JUNEAU — The Alaska Division of Elections said late Monday that a ballot measure seeking to install ranked-choice voting in Alaska has collected enough signatures to appear before voters this fall.
In a hearing Tuesday morning, several state lawmakers said they are skeptical of the proposal.
Senate President Cathy Giessel, R-Anchorage, said she worries the plan could confuse and thus disenfranchise older voters.
“My concern is that the people who will be most likely disenfranchised will be the elderly who have most likely ... always voted the normal way,” she said.
Shea Siegert, campaign manager for Alaskans for Better Elections, the group backing the measure, said the Division of Elections would be required to conduct an education campaign in the two years before the first election under the new system.
Sen. Natasha von Imhof, R-Anchorage, also questioned whether Alaskans for Better Elections is following campaign disclosure rules it is proposing to require. So far, the answer is yes.
Outside groups including Represent.Us and Unite America have spent more than $1 million to date to support the measure. Individual contributors to those groups have been disclosed in filings with the Federal Elections Commission.
Skepticism from some legislators can’t stop the ballot measure, but the Alaska Supreme Court could. Justices are considering the legality of the measure and are expected to rule this summer.

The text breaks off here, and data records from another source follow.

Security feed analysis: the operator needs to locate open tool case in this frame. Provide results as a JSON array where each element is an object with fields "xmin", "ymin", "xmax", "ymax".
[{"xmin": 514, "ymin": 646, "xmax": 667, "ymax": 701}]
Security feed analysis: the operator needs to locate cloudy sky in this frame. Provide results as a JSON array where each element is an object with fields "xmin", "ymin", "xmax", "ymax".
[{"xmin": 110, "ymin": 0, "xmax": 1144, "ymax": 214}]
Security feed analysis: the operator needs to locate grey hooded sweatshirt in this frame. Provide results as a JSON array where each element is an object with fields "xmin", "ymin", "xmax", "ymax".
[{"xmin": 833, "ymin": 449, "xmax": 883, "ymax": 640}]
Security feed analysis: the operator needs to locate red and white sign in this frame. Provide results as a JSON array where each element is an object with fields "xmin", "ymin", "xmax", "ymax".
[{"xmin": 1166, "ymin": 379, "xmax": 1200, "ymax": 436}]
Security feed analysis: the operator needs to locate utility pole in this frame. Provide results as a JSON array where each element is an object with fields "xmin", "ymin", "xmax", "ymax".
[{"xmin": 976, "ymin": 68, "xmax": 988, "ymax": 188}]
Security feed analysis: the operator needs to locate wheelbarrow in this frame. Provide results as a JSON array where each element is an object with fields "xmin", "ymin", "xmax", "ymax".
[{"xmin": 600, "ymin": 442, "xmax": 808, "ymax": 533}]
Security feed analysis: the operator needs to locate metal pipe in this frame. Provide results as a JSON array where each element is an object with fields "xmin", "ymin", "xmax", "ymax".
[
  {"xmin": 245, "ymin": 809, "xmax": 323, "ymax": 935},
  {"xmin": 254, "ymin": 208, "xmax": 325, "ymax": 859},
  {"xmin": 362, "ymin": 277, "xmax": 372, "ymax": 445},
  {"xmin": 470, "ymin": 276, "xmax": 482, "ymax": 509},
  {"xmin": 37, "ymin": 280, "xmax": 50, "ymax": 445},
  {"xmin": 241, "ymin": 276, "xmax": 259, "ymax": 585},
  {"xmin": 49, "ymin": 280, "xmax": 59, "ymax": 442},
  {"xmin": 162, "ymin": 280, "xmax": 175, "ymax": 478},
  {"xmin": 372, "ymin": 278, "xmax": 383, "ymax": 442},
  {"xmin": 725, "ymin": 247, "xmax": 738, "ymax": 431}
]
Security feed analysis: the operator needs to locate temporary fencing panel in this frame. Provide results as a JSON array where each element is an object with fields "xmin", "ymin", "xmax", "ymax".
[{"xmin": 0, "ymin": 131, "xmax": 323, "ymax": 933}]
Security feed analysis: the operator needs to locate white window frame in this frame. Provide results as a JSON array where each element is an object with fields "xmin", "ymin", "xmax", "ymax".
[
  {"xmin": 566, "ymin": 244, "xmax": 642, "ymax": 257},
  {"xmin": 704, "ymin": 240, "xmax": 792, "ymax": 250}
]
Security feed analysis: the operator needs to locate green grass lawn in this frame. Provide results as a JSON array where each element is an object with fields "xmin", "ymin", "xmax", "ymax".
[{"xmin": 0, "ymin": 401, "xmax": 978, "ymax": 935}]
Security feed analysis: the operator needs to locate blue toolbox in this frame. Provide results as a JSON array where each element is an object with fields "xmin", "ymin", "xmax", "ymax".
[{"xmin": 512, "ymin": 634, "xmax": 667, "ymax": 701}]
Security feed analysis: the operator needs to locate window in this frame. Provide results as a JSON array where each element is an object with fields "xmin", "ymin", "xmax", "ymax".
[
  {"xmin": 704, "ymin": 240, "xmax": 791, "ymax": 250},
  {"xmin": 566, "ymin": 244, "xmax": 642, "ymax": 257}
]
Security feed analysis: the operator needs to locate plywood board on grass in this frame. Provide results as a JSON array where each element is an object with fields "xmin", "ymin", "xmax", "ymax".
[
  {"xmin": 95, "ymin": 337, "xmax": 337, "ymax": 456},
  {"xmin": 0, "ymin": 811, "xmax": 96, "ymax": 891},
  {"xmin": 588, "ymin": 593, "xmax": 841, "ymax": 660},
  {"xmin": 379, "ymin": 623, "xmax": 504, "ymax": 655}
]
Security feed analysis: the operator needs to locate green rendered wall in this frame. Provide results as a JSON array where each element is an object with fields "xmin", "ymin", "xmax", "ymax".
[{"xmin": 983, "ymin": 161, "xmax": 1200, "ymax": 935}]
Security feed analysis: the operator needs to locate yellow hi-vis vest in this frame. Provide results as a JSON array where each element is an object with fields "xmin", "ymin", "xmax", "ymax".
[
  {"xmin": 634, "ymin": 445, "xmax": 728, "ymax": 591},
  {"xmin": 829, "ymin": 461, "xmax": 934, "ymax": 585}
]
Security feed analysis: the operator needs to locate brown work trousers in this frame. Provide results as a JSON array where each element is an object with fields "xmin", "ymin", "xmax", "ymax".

In the meantime, the director of the Alaska Division of Elections said new voting equipment coming into use this year is capable of handling ranked-choice voting.
Director Gail Fenumiai said the division has not started to consider what procedures might need to change if the measure passes.
The measure would make three main changes:
• It would eliminate party-run primary elections. The top four vote-getters in the late summer state primary would advance to the November general election, regardless of party.
• It would install ranked-choice voting in the general election. Voters would be asked to rank their top choices in the November election. Votes would be tallied, and if a candidate receives more than 50% of the vote, he or she would be named the winner. If no candidate receives half the vote, the candidate with the fewest votes is eliminated. Any ballots cast for that candidate would go to the voters’ second choices. The process repeats until a candidate has at least half the vote or until there is only one candidate left.
• It would require disclosure for “dark money” political contributions. Groups donating to candidates or causes would be forced to say where they got their money.